Park Slope is roughly bounded by Fourth Avenue, Prospect Park West (Ninth
Avenue), Flatbush Avenue, and Fifteenth Street. It takes its name from its
location on the western slope of neighboring Prospect Park. Seventh Avenue and
Fifth Avenue are its primary commercial streets, while its east-west side
streets are populated many historic brownstones.
The neighborhood has many historic buildings, hip restaurants, bars, and shops,
as well as close access to the Brooklyn Academy of Music, the Brooklyn Botanic
Garden, the Brooklyn Museum, and the Central Library (as well as the Park Slope
branch) of the Brooklyn Public Library system.
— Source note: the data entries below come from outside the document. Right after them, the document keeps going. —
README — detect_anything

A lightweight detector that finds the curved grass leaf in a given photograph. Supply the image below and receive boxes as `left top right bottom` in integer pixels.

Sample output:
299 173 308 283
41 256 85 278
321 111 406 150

Many famous writers, actors and musicians live in Park Slope, including John Linnell of the band They Might Be Giants, writers Jonathan Safran Foer, Paul Auster, Peter Blauner, Peg Tyre, Siri Hustvedt, John Wray, Colin Harrison, and Kathryn Harrison, jazz tenor saxophonist Joshua Redman, and actors Steve Buscemi, Jennifer Connelly, Maggie Gyllenhaal and Peter Sarsgaard, Paul Bettany, John Turturro, Kathryn Erbe, and Terry Kinney.
By the 1990s, partly as a result of inflated Manhattan rents along with the inflated dot-com economy, people who might otherwise have lived in Manhattan began moving to Park Slope in large numbers. The influx was mainly families and young professionals: hipsters tended to move to Williamsburg, while yuppies tended to move to Park Slope and Greenpoint.
During the second major boom for the neighborhood, Park Slope evolved into a racially and economically mixed neighborhood, a place where stock brokers live alongside poor and middle-class working families. But, this phenomenon is far from natural and is the result of much planning and activism by local community organizations, like the Fifth Avenue Committee, that fought to maintain much of the neighborhood's diversity. A 2001 report by the New York City Rent Guidelines Board found that from 1990 to 1999, rents in New York City jumped anywhere from 37 percent to 48 percent, depending on what kind of building the apartment was in. The explosion of property values inspired real estate agents to be increasingly generous about the borders of Park Slope, not unlike the expansion of Fort Greene into Bedford-Stuyvesant; South Slope, Prospect Heights, Windsor Terrace, Gowanus, Greenwood Heights, and Boerum Hill all became to some extent part of greater Park Slope.
The negative impact, however, of this gentrification is the displacement of the immigrant population that settled in the 1980s. As yuppies began to move into Park Slope, the rising rents made it difficult for low income residents to stay. Thanks to rent stabilization and the "cachet" of specific addresses, it is not uncommon to find those same early immigrants who moved into the neighborhood living adjacent to renters paying two to three times the rent.
The commercial impacts of the gentrification can also be seen along the popular 5th Avenue stretch, where numerous banks and bars have replaced neighborhood staples such as the Salvation Army and once popular dollar stores. Similarly, on 7th Avenue, many small family-owned bookstores and coffee shops saw a reduction in clientele when Barnes & Noble and Starbucks appeared in the neighborhood. While gentrification and the ensuing rush of brand name stores normally signal a driving down of prices, in some industries such as food services, prices have gone up. The establishing of base prices by corporate businesses have led smaller establishments such as the local convenience store to raise their prices, yet still maintain them under the base.